During a training session for ladies in Karak

Amman-- Thirty Jordanian and Syrian ladies in the southern governorate of Karak have successfully completed a training programme to become entrepreneurs in the retail as part the ambitious programme “Asilah”.

Asilah, an initiative by UNDP Jordan and Unilever, supports and empowers women in remote and underprivileged areas through training, capacity building and a seed fund that will ultimately help them establish micro-joint ventures and partnerships. It is hoped that this programme will increase women economic participation in the retail distribution segment and empower them to become direct-to-consumer sales distributors via their home-based businesses (HBB).

The ladies received intensive training on business skills including rules of establishing a microbusiness, marketing, accounting, business management, sales and after-sales services, legal rights, merchandising and inventory management.

UNDP is executing this inclusive a micro-entrepreneurship programme in the Arab states for the first time, with the ultimate objective of increasing women participation in the workforce, a key inclusive growth challenge since Jordan ranks among the lowest countries in women economic participation, particularly in remote and vulnerable communities like Karak.

The governorate has been impacted by the influx of Syrian refugees and faces high youth unemployment particularly amongst educated women. The programme has identified and trained women who will become role models and advocates of entrepreneurship via “Asilah” for future generations.

Asilah’s contributes to the achievement of the Sustainable Development Goals through working on goal 1: no poverty, goal 5: gender equality, goal 8: decent work and economic growth, goal 12: responsible consumption and production and goal 17: partnerships for the goals.

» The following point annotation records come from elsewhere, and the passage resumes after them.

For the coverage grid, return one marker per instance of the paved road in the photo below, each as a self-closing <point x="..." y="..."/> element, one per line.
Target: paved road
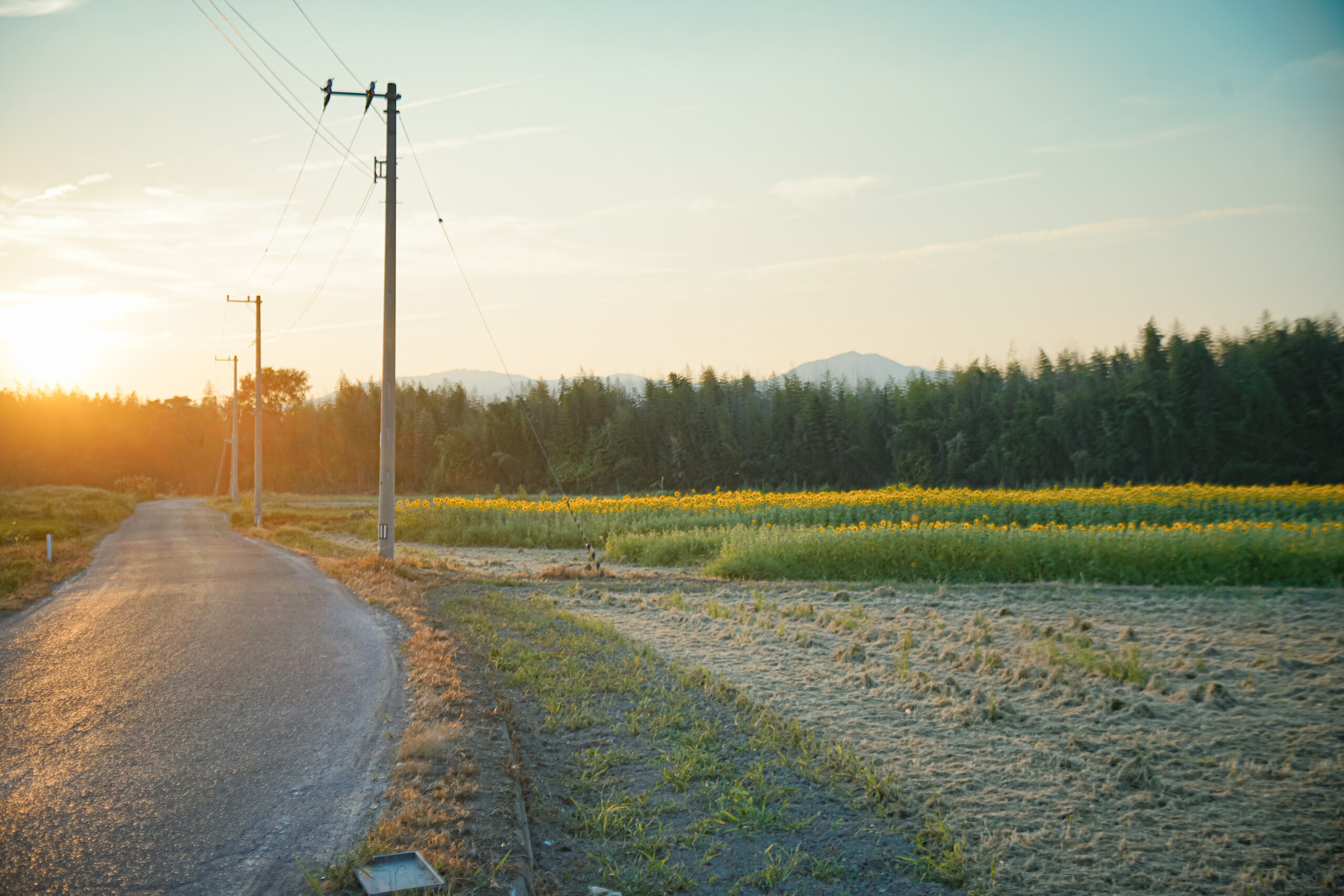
<point x="188" y="716"/>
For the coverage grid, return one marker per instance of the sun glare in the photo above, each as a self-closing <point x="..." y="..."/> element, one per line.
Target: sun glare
<point x="50" y="340"/>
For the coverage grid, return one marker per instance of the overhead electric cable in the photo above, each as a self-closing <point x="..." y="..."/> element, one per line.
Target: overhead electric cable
<point x="522" y="404"/>
<point x="281" y="81"/>
<point x="331" y="268"/>
<point x="289" y="199"/>
<point x="339" y="170"/>
<point x="328" y="45"/>
<point x="307" y="77"/>
<point x="298" y="112"/>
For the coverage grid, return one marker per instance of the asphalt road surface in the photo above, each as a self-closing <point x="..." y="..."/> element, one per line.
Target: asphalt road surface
<point x="190" y="716"/>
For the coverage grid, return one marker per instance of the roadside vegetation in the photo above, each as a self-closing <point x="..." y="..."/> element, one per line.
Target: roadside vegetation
<point x="76" y="518"/>
<point x="1135" y="535"/>
<point x="660" y="778"/>
<point x="1263" y="406"/>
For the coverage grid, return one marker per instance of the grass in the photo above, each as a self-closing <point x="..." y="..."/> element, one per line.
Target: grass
<point x="1235" y="556"/>
<point x="686" y="777"/>
<point x="73" y="515"/>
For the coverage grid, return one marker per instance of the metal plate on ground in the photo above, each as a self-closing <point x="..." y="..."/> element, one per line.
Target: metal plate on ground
<point x="398" y="873"/>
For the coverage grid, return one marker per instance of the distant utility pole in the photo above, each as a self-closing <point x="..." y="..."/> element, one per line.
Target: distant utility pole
<point x="387" y="431"/>
<point x="255" y="300"/>
<point x="233" y="442"/>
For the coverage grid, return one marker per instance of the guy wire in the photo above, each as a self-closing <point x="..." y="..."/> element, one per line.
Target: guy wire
<point x="289" y="199"/>
<point x="522" y="402"/>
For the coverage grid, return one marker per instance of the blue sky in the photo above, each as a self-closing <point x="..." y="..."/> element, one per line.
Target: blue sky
<point x="640" y="188"/>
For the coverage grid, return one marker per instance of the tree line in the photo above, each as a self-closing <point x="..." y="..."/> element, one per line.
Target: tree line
<point x="1263" y="406"/>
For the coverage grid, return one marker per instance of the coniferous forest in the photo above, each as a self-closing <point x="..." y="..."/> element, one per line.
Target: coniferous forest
<point x="1263" y="406"/>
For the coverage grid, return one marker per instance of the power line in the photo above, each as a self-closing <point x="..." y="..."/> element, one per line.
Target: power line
<point x="289" y="199"/>
<point x="522" y="404"/>
<point x="328" y="45"/>
<point x="303" y="116"/>
<point x="307" y="77"/>
<point x="339" y="170"/>
<point x="331" y="268"/>
<point x="273" y="71"/>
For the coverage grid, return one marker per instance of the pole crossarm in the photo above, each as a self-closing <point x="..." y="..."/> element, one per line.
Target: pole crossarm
<point x="387" y="416"/>
<point x="368" y="94"/>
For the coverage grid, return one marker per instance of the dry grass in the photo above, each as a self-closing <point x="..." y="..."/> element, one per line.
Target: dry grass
<point x="1081" y="741"/>
<point x="429" y="742"/>
<point x="450" y="793"/>
<point x="76" y="516"/>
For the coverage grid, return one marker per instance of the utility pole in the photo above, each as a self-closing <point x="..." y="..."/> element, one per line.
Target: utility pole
<point x="387" y="428"/>
<point x="233" y="442"/>
<point x="255" y="300"/>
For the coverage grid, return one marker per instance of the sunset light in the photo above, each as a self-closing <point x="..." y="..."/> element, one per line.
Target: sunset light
<point x="817" y="448"/>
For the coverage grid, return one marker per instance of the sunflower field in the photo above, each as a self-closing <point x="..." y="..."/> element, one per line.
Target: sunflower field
<point x="1151" y="534"/>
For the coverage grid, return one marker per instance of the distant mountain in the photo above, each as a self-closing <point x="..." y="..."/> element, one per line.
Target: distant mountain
<point x="494" y="386"/>
<point x="855" y="368"/>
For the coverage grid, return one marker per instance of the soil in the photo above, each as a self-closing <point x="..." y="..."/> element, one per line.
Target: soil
<point x="511" y="562"/>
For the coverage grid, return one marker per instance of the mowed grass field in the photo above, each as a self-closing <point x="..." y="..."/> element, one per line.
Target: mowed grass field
<point x="73" y="515"/>
<point x="1135" y="535"/>
<point x="1065" y="691"/>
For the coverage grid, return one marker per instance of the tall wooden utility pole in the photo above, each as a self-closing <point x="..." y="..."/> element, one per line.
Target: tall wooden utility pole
<point x="255" y="300"/>
<point x="387" y="426"/>
<point x="233" y="442"/>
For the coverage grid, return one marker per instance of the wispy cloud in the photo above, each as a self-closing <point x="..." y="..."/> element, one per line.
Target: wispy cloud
<point x="51" y="193"/>
<point x="967" y="184"/>
<point x="27" y="8"/>
<point x="1326" y="64"/>
<point x="447" y="143"/>
<point x="1241" y="212"/>
<point x="1143" y="100"/>
<point x="467" y="93"/>
<point x="65" y="190"/>
<point x="1030" y="237"/>
<point x="816" y="191"/>
<point x="1129" y="143"/>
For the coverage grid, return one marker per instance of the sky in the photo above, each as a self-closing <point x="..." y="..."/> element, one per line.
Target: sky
<point x="651" y="187"/>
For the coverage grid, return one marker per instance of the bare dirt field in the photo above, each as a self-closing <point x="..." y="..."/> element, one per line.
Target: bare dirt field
<point x="1223" y="774"/>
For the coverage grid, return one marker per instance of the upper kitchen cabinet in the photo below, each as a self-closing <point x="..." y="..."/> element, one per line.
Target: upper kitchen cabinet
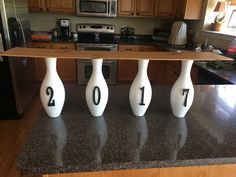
<point x="136" y="7"/>
<point x="164" y="8"/>
<point x="62" y="6"/>
<point x="36" y="5"/>
<point x="188" y="9"/>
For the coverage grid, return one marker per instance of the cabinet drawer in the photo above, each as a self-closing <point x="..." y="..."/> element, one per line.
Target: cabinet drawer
<point x="42" y="45"/>
<point x="126" y="48"/>
<point x="63" y="46"/>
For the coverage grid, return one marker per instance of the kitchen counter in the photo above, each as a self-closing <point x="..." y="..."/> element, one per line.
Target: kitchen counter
<point x="223" y="75"/>
<point x="77" y="142"/>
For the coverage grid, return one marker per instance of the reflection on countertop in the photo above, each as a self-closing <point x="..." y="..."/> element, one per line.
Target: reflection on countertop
<point x="78" y="142"/>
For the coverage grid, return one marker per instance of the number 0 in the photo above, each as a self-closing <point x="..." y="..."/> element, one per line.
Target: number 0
<point x="96" y="89"/>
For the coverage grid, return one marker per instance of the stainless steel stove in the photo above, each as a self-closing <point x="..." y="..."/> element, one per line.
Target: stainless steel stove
<point x="96" y="37"/>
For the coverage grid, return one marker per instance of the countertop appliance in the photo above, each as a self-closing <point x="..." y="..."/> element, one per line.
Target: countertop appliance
<point x="98" y="37"/>
<point x="17" y="76"/>
<point x="99" y="8"/>
<point x="64" y="25"/>
<point x="161" y="35"/>
<point x="178" y="35"/>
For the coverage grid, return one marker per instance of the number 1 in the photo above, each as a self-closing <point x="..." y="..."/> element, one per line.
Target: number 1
<point x="142" y="97"/>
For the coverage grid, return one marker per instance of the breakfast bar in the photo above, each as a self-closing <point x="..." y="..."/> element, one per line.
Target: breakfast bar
<point x="76" y="141"/>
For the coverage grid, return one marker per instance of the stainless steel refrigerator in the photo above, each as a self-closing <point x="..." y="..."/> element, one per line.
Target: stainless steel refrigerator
<point x="18" y="78"/>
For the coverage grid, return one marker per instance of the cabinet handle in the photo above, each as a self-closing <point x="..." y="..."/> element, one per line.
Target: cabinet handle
<point x="128" y="49"/>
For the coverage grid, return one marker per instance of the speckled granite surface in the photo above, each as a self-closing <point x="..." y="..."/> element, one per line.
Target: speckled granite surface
<point x="77" y="142"/>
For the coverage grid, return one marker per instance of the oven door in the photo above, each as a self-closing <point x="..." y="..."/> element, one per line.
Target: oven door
<point x="85" y="68"/>
<point x="102" y="8"/>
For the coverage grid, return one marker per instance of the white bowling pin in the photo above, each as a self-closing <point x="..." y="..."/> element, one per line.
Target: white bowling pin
<point x="97" y="90"/>
<point x="182" y="92"/>
<point x="52" y="91"/>
<point x="140" y="93"/>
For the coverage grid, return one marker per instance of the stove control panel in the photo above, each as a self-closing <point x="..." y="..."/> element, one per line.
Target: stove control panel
<point x="96" y="28"/>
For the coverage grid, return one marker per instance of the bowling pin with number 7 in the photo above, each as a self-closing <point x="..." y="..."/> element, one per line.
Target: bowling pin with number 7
<point x="182" y="92"/>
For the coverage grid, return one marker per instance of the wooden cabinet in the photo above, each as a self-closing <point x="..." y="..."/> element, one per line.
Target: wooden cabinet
<point x="36" y="5"/>
<point x="127" y="70"/>
<point x="164" y="8"/>
<point x="66" y="68"/>
<point x="40" y="63"/>
<point x="136" y="7"/>
<point x="63" y="6"/>
<point x="188" y="9"/>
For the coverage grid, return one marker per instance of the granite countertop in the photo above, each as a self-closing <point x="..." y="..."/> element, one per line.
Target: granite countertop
<point x="78" y="142"/>
<point x="227" y="75"/>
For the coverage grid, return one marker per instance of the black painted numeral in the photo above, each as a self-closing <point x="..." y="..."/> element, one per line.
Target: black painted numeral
<point x="50" y="92"/>
<point x="96" y="89"/>
<point x="142" y="96"/>
<point x="186" y="97"/>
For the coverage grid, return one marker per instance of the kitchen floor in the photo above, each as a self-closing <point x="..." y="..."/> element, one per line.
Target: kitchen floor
<point x="12" y="137"/>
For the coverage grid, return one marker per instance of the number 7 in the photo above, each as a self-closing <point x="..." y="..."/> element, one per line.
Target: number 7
<point x="185" y="100"/>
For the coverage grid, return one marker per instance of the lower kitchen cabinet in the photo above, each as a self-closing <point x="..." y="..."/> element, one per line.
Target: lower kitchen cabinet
<point x="66" y="68"/>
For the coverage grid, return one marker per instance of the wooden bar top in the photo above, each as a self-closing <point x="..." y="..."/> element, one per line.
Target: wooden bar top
<point x="75" y="54"/>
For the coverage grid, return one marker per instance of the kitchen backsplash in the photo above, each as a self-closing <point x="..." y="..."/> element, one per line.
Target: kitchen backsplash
<point x="47" y="21"/>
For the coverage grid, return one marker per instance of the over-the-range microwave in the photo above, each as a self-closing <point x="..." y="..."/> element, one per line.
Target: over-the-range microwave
<point x="99" y="8"/>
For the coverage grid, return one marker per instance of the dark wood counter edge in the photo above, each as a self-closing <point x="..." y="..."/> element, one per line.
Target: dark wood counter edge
<point x="75" y="54"/>
<point x="127" y="166"/>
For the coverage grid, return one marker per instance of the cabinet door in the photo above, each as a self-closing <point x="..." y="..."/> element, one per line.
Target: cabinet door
<point x="179" y="8"/>
<point x="36" y="5"/>
<point x="164" y="8"/>
<point x="40" y="63"/>
<point x="65" y="6"/>
<point x="126" y="7"/>
<point x="188" y="9"/>
<point x="145" y="7"/>
<point x="170" y="76"/>
<point x="66" y="68"/>
<point x="127" y="69"/>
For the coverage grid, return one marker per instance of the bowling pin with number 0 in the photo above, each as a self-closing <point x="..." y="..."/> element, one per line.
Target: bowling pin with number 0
<point x="97" y="90"/>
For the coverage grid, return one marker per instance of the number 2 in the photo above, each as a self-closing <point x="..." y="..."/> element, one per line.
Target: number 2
<point x="49" y="91"/>
<point x="186" y="97"/>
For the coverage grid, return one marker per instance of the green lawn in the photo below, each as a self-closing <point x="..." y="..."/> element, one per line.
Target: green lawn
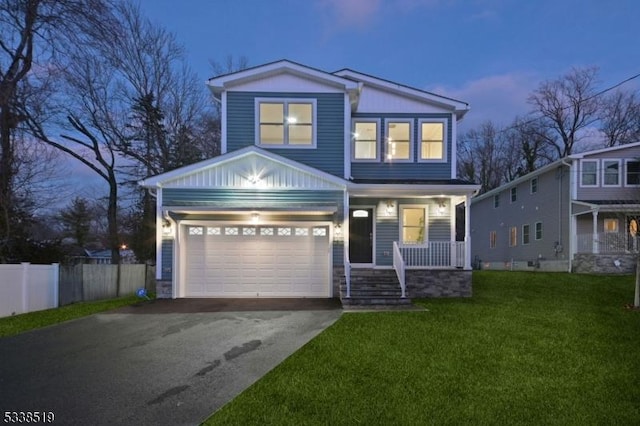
<point x="24" y="322"/>
<point x="528" y="348"/>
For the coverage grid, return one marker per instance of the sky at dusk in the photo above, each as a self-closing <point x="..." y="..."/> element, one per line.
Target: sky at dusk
<point x="489" y="53"/>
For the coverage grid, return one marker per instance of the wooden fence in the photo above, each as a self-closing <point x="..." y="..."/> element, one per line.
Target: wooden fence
<point x="94" y="282"/>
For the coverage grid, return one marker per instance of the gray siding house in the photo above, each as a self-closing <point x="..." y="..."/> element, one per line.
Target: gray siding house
<point x="576" y="214"/>
<point x="327" y="183"/>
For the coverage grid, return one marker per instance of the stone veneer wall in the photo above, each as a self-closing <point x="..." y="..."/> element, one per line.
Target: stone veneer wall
<point x="438" y="283"/>
<point x="587" y="263"/>
<point x="164" y="289"/>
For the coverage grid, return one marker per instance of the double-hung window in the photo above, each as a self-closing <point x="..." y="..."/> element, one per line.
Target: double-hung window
<point x="632" y="175"/>
<point x="365" y="140"/>
<point x="399" y="140"/>
<point x="432" y="140"/>
<point x="286" y="122"/>
<point x="611" y="173"/>
<point x="589" y="173"/>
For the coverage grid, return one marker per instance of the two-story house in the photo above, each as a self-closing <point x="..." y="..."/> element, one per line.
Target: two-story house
<point x="325" y="182"/>
<point x="579" y="213"/>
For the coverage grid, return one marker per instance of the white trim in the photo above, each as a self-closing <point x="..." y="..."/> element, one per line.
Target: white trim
<point x="445" y="134"/>
<point x="352" y="140"/>
<point x="626" y="162"/>
<point x="454" y="146"/>
<point x="347" y="138"/>
<point x="285" y="102"/>
<point x="385" y="143"/>
<point x="223" y="123"/>
<point x="604" y="170"/>
<point x="596" y="172"/>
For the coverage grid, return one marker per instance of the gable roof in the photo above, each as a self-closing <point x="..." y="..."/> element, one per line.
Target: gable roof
<point x="250" y="167"/>
<point x="460" y="107"/>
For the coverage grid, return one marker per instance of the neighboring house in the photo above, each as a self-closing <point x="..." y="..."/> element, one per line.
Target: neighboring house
<point x="576" y="214"/>
<point x="326" y="182"/>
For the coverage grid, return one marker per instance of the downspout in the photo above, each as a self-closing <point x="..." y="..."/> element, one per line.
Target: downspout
<point x="571" y="231"/>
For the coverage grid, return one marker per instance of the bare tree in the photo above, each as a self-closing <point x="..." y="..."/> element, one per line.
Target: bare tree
<point x="566" y="106"/>
<point x="620" y="118"/>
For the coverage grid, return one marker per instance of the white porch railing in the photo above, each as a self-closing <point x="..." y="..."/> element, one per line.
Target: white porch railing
<point x="399" y="266"/>
<point x="606" y="242"/>
<point x="433" y="254"/>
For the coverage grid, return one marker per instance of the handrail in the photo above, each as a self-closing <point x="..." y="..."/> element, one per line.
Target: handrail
<point x="399" y="266"/>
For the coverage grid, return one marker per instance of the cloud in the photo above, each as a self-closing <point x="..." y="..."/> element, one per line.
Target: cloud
<point x="499" y="98"/>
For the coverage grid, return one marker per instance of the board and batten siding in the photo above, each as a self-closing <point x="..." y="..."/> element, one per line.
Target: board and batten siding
<point x="403" y="170"/>
<point x="328" y="155"/>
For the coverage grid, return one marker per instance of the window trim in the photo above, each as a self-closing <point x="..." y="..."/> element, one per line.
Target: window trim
<point x="353" y="140"/>
<point x="582" y="184"/>
<point x="626" y="162"/>
<point x="535" y="231"/>
<point x="445" y="134"/>
<point x="411" y="123"/>
<point x="286" y="101"/>
<point x="604" y="170"/>
<point x="527" y="234"/>
<point x="425" y="210"/>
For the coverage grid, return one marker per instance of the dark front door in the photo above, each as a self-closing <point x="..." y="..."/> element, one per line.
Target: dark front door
<point x="361" y="235"/>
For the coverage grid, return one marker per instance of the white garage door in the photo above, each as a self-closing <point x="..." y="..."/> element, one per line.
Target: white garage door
<point x="257" y="261"/>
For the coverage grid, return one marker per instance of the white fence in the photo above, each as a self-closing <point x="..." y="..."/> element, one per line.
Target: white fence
<point x="27" y="288"/>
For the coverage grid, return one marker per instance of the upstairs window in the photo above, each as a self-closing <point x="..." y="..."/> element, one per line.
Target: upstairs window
<point x="365" y="140"/>
<point x="633" y="173"/>
<point x="432" y="140"/>
<point x="286" y="123"/>
<point x="589" y="173"/>
<point x="399" y="141"/>
<point x="611" y="173"/>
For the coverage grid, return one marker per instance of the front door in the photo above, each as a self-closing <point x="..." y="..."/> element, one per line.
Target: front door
<point x="361" y="235"/>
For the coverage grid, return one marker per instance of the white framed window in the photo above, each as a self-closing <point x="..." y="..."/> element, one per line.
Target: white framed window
<point x="432" y="138"/>
<point x="589" y="173"/>
<point x="366" y="140"/>
<point x="611" y="225"/>
<point x="610" y="172"/>
<point x="513" y="236"/>
<point x="538" y="230"/>
<point x="632" y="173"/>
<point x="413" y="224"/>
<point x="526" y="229"/>
<point x="285" y="123"/>
<point x="399" y="140"/>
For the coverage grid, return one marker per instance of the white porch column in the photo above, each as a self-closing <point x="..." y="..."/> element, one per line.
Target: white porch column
<point x="595" y="248"/>
<point x="467" y="232"/>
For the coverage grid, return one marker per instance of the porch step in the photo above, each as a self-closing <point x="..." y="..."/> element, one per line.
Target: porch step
<point x="374" y="288"/>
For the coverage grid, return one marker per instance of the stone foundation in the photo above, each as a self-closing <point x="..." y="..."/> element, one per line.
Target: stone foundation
<point x="164" y="289"/>
<point x="587" y="263"/>
<point x="438" y="283"/>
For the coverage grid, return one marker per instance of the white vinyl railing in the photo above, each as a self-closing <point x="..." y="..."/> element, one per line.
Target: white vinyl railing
<point x="399" y="266"/>
<point x="433" y="254"/>
<point x="606" y="242"/>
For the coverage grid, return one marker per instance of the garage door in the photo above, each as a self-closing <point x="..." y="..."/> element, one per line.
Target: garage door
<point x="257" y="261"/>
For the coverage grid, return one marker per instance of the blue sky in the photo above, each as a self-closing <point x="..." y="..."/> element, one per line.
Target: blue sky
<point x="490" y="53"/>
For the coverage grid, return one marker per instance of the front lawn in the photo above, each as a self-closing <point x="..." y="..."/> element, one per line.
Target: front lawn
<point x="528" y="348"/>
<point x="24" y="322"/>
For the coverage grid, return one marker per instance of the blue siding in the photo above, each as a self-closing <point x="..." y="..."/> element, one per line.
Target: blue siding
<point x="328" y="155"/>
<point x="167" y="260"/>
<point x="414" y="170"/>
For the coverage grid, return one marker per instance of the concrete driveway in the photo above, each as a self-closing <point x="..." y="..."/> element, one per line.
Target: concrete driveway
<point x="163" y="363"/>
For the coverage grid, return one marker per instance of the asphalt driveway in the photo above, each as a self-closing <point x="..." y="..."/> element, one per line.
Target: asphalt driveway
<point x="161" y="363"/>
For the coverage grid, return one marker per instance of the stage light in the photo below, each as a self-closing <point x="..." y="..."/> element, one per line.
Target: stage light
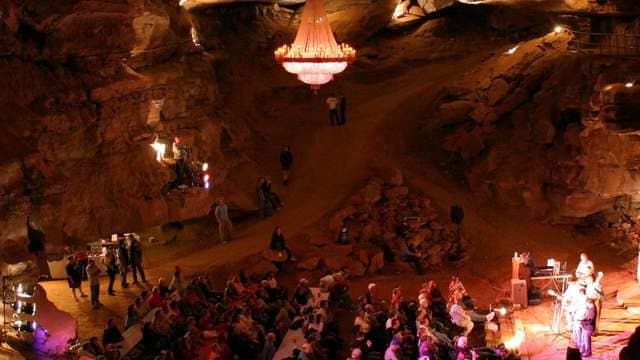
<point x="512" y="50"/>
<point x="515" y="342"/>
<point x="24" y="291"/>
<point x="160" y="150"/>
<point x="22" y="307"/>
<point x="25" y="326"/>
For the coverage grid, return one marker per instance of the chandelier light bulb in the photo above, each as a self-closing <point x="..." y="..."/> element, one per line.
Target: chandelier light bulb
<point x="315" y="56"/>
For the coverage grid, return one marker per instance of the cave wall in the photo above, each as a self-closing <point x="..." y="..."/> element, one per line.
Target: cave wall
<point x="86" y="87"/>
<point x="537" y="129"/>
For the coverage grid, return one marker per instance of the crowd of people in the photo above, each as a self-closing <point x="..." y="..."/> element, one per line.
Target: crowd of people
<point x="125" y="257"/>
<point x="248" y="319"/>
<point x="429" y="327"/>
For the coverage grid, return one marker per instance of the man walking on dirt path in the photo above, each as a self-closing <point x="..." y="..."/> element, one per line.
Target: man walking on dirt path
<point x="332" y="103"/>
<point x="225" y="227"/>
<point x="286" y="161"/>
<point x="343" y="108"/>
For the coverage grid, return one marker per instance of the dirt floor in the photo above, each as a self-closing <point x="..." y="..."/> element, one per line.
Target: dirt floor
<point x="332" y="162"/>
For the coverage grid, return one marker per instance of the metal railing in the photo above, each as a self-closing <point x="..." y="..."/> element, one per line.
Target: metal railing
<point x="610" y="44"/>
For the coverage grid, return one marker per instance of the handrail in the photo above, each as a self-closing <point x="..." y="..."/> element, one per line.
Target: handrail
<point x="610" y="44"/>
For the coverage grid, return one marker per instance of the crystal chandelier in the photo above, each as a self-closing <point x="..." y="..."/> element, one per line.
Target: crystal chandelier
<point x="315" y="56"/>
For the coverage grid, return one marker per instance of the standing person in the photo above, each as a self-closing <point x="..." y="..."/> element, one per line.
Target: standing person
<point x="278" y="244"/>
<point x="262" y="197"/>
<point x="596" y="293"/>
<point x="272" y="198"/>
<point x="343" y="108"/>
<point x="286" y="161"/>
<point x="112" y="269"/>
<point x="332" y="103"/>
<point x="579" y="310"/>
<point x="123" y="259"/>
<point x="135" y="256"/>
<point x="585" y="269"/>
<point x="82" y="259"/>
<point x="74" y="277"/>
<point x="93" y="274"/>
<point x="179" y="155"/>
<point x="587" y="327"/>
<point x="343" y="235"/>
<point x="225" y="226"/>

UNDP Resident Representative Sara Ferrer Olivella stressed on the importance of including women in development as a prerequisite to economic growth and prosperity. She added that any programme that excluded women is depriving communities of key players who can actively contribute to the welfare of both their families and societies. Ferrer Olivella noted that the outcomes of the programme are meant to be long-term as it drives change in communities where women economic participation is low and limited to the public sector.

She said: “Those ladies are change-makers. We can see how they impacted their communities by bravely entering the male-dominated retail sector, defying societal norms and increasing gender balance.”

The second step in the programme involves empowering the ladies to establish and run their own microbusiness using global business practices and models developed through Unilever in Arab countries such as Egypt and Lebanon.

Each lady will receive financial and in-kind grants and merchandise to sell and distribute in her local community. Three of the ladies who demonstrate leadership in small business will receive a sizable grant of $10,000.